= Flash mob computing =

Flash mob computing or flash mob computer is a temporary ad hoc computer cluster running specific software to coordinate the individual computers into one single supercomputer. A flash mob computer is distinct from other types of computer clusters in that it is set up and broken down on the same day or during a similar brief amount of time and involves many independent owners of computers coming together at a central physical location to work on a specific problem and/or social event.

Flash mob computer derives its name from the more general term flash mob which can mean any activity involving many people co-ordinated through virtual communities coming together for brief periods of time for a specific task or event. Flash mob computing is a more specific type of flash mob for the purpose of bringing people and their computers together to work on a single task or event.

==History==

The first flash mob computer was created on April 3, 2004 at the University of San Francisco using software written at USF called FlashMob (not to be confused with the more general term flash mob).

The event, called FlashMob I, was a success. There was a call for computers on the computer news website Slashdot. An article in The New York Times "Hey, Gang, Let’s Make Our Own Supercomputer" brought a lot of attention to the effort. More than 700 computers were brought to the gym at the University of San Francisco, and were wired to a network donated by Foundry Networks.

At FlashMob I the participants were able to run a benchmark on 256 of the computers, and achieved a peak rate of 180 Gflops (billions of calculations per second), though this computation stopped three quarters of the way due to a node failure.

The best, complete run used 150 computers and resulted in 77 Gflops. FlashMob I was run off a bootable CD-ROM that ran a copy of Morphix Linux, which was only available for the x86 platform.

Despite these efforts, the project was unable to achieve its original goal of running a cluster momentarily fast enough to enter the (November 2003) Top 500 list of supercomputers. The system would have had to provide at least 402.5 Gflops to match a Chinese cluster of 256 Intel Xeon nodes. For comparison, the fastest super computer at the time, Earth Simulator, provided 35,860 Gflops.

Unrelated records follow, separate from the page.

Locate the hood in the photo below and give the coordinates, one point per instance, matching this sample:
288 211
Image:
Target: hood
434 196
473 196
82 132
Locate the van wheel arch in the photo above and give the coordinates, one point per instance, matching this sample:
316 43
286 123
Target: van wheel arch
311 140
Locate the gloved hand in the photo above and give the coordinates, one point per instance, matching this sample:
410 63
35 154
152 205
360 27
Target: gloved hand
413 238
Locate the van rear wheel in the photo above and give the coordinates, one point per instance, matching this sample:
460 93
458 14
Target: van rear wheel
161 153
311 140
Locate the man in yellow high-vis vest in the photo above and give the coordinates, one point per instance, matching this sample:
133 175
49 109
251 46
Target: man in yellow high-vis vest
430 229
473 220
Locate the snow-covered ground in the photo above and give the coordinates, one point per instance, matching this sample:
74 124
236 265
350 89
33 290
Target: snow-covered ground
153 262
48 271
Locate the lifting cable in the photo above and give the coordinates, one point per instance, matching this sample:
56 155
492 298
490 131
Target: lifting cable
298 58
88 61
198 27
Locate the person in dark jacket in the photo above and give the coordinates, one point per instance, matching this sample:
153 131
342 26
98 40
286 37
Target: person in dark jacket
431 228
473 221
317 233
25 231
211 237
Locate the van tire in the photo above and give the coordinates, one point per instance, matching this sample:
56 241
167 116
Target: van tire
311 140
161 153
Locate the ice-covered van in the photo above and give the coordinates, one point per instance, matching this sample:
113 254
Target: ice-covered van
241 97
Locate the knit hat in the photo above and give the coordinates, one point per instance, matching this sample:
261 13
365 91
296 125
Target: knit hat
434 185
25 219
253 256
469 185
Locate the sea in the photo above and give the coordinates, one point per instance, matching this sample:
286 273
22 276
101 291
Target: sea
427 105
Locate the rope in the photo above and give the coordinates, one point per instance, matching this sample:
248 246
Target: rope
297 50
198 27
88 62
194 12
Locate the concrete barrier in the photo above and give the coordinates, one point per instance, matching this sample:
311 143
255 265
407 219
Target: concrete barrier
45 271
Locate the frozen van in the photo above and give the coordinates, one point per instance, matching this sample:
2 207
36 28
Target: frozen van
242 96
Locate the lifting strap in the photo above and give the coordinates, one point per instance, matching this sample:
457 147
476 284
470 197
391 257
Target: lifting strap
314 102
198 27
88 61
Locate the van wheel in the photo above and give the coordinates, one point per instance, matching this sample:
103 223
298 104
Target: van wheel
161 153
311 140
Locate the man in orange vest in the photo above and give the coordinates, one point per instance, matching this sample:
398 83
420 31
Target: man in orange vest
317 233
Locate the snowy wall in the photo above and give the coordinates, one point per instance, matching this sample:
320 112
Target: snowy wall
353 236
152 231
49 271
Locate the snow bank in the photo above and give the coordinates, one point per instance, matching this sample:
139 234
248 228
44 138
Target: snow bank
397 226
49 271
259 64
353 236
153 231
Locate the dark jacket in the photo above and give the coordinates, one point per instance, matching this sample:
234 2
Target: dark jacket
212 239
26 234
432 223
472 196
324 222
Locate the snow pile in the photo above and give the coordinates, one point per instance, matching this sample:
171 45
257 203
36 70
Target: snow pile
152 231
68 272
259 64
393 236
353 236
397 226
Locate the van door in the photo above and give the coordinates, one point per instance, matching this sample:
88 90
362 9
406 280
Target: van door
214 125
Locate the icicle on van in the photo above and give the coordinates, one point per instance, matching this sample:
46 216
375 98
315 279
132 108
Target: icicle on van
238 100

== Creators of flash mob computing ==

Pat Miller was a research scientist at a national lab and adjunct professor at USF. His class on Do-It-Yourself Supercomputers evolved into FlashMob I from the original idea of every student bringing a commodity CPU or an Xbox to class to make an evanescent cluster at each meeting. Pat worked on all aspects of the FlashMob software.

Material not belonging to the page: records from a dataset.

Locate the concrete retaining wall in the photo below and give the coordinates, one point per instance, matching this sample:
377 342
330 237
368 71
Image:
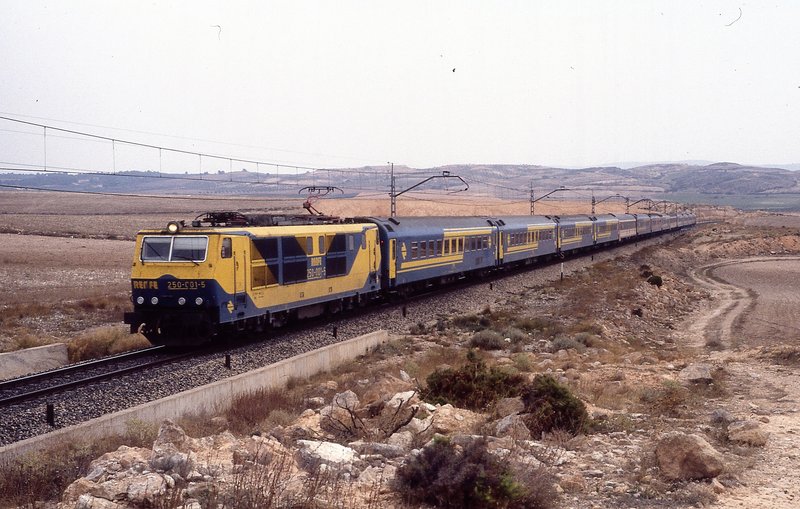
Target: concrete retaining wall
213 397
32 360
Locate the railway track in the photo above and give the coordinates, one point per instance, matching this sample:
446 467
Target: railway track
53 381
120 389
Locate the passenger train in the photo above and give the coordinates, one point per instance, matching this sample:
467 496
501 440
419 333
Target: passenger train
227 271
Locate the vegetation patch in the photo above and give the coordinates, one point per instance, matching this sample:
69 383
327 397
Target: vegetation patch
444 475
550 406
487 340
473 385
264 408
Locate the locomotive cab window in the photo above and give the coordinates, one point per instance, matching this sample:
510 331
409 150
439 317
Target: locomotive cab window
226 250
174 249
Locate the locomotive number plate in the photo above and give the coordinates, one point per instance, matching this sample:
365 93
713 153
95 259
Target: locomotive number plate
185 285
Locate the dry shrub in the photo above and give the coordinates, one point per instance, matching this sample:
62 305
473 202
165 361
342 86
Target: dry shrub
422 366
254 410
587 326
473 385
515 335
471 322
547 326
611 394
444 475
788 355
550 406
104 341
669 399
523 362
567 343
26 340
487 340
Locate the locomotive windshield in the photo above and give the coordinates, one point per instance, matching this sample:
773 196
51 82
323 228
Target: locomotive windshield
174 249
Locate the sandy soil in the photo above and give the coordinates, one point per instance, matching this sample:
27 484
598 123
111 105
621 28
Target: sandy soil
49 269
755 303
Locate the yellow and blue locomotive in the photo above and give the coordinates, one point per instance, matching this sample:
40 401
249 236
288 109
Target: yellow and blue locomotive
230 271
225 271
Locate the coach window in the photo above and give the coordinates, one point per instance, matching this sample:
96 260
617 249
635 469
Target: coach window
227 250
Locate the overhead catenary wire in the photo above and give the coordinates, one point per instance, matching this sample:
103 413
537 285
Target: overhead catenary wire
157 147
154 196
186 138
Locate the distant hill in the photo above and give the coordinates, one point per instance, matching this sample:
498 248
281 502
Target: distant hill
719 183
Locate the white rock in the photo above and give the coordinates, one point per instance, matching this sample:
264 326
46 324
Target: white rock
313 453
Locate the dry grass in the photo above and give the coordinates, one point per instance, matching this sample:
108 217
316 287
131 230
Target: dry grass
264 409
104 341
43 476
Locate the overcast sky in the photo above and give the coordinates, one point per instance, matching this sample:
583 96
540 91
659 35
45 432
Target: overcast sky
347 83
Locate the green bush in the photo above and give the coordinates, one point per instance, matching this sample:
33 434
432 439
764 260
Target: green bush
515 335
550 405
565 343
487 340
471 322
442 475
473 385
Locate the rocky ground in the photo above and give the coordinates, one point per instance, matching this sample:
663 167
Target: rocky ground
692 388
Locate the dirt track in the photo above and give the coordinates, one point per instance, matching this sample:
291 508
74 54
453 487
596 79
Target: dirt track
755 306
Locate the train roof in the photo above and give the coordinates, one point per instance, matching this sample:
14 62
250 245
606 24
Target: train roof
525 221
432 224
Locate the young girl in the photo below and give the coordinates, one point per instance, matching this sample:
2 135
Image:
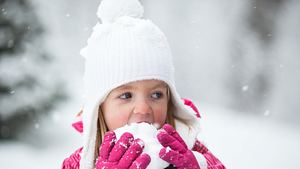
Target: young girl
129 78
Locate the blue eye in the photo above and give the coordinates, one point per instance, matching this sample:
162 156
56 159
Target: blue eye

Greg Benson, USF Associate Professor of Computer Science, invented the name "flash mob computing", and proposed the first idea of wireless flash mob computers. Greg worked on the core infrastructure of the FlashMob run time environment.

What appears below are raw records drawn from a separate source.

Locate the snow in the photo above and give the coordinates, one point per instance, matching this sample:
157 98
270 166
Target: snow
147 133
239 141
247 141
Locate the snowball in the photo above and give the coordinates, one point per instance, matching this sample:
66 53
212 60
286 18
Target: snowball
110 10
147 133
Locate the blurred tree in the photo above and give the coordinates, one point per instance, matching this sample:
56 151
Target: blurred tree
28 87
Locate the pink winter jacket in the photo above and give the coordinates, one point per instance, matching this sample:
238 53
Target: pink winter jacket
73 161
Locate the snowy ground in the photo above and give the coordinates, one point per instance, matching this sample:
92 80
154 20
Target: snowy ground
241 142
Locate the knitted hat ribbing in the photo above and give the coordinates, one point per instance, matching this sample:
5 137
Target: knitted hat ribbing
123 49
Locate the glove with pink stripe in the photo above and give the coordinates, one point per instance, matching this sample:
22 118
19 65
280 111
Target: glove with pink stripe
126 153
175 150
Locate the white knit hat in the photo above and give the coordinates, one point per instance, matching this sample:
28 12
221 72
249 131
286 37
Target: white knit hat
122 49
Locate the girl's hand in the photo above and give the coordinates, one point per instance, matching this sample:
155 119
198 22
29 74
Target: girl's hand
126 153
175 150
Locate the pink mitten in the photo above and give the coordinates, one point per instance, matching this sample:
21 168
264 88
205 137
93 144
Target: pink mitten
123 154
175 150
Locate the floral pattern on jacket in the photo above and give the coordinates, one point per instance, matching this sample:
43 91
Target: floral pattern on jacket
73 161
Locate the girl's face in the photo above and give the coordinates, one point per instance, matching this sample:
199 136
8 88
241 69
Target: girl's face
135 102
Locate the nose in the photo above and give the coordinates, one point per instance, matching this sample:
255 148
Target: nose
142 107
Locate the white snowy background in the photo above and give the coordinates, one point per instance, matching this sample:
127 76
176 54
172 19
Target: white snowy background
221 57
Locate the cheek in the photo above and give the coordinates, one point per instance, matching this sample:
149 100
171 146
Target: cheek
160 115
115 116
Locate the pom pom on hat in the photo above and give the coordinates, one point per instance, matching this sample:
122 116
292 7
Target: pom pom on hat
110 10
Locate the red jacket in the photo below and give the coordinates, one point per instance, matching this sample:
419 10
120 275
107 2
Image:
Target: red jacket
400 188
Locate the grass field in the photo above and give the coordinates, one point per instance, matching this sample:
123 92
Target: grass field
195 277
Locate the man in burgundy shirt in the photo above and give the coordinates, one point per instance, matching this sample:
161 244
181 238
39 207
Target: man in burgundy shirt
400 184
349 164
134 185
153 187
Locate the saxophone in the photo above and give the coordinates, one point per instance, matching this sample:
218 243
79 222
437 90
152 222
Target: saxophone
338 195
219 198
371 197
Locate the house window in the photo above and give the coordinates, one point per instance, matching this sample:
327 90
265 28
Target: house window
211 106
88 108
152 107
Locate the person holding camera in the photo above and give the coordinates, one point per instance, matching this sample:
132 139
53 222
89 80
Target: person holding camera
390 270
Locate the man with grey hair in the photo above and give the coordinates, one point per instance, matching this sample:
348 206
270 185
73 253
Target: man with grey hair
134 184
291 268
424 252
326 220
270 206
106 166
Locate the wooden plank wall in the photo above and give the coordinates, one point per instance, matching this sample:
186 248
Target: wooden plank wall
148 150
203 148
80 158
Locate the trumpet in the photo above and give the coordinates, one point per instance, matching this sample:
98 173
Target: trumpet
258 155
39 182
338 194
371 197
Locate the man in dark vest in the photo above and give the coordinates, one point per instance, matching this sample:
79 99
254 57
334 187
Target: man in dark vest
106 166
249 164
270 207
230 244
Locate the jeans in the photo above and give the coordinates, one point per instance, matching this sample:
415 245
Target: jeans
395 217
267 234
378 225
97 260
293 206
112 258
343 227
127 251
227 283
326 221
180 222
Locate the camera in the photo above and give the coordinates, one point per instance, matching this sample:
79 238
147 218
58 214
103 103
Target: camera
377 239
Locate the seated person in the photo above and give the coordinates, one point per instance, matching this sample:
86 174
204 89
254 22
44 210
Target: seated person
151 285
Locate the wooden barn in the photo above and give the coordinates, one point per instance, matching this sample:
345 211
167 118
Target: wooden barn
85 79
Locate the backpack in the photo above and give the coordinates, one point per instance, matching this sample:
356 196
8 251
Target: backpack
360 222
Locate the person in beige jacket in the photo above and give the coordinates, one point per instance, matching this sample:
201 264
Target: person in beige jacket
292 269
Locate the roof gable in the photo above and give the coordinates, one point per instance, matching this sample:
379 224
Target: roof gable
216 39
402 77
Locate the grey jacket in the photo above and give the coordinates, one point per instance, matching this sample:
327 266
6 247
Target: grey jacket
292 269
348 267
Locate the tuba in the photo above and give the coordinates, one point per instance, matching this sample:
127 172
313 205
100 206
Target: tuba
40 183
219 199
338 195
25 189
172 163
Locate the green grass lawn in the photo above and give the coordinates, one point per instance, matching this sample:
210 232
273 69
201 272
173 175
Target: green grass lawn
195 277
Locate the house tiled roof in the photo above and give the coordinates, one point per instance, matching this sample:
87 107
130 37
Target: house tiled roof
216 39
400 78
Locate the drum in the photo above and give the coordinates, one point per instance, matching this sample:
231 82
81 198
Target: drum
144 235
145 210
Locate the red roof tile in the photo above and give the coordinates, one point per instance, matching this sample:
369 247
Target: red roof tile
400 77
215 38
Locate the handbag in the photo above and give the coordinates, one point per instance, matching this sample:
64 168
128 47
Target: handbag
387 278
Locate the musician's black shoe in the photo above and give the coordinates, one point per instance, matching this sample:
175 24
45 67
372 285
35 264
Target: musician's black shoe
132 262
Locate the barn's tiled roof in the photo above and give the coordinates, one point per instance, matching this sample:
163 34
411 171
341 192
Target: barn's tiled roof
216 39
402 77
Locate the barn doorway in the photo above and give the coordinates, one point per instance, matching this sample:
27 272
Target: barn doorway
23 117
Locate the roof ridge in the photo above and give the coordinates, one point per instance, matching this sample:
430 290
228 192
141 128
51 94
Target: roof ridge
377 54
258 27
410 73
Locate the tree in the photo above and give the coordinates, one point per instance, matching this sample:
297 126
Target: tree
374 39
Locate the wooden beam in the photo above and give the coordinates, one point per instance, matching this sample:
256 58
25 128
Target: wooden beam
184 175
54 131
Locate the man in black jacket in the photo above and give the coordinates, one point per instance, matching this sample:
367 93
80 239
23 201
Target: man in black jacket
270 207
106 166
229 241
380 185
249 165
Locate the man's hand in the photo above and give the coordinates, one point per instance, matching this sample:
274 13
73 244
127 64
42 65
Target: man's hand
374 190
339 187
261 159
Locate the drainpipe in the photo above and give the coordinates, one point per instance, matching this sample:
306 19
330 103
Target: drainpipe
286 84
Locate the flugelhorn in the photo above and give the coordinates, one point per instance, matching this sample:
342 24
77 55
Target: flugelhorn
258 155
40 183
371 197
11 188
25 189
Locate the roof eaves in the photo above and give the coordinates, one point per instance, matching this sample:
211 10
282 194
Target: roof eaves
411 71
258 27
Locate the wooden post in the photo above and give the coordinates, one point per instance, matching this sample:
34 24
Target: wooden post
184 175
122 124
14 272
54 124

John Witchel (Stuyvesant High School '86) was a USF graduate student in computer science during 2004. After talking to Greg about the challenges of networking a stadium of wireless computers and listening to Pat lecture on what it takes to break the Top 500, John asked, "Couldn't we just invite people off the street and get enough power to break the Top 500?" FlashMob I and the FlashMob software was John's master's thesis.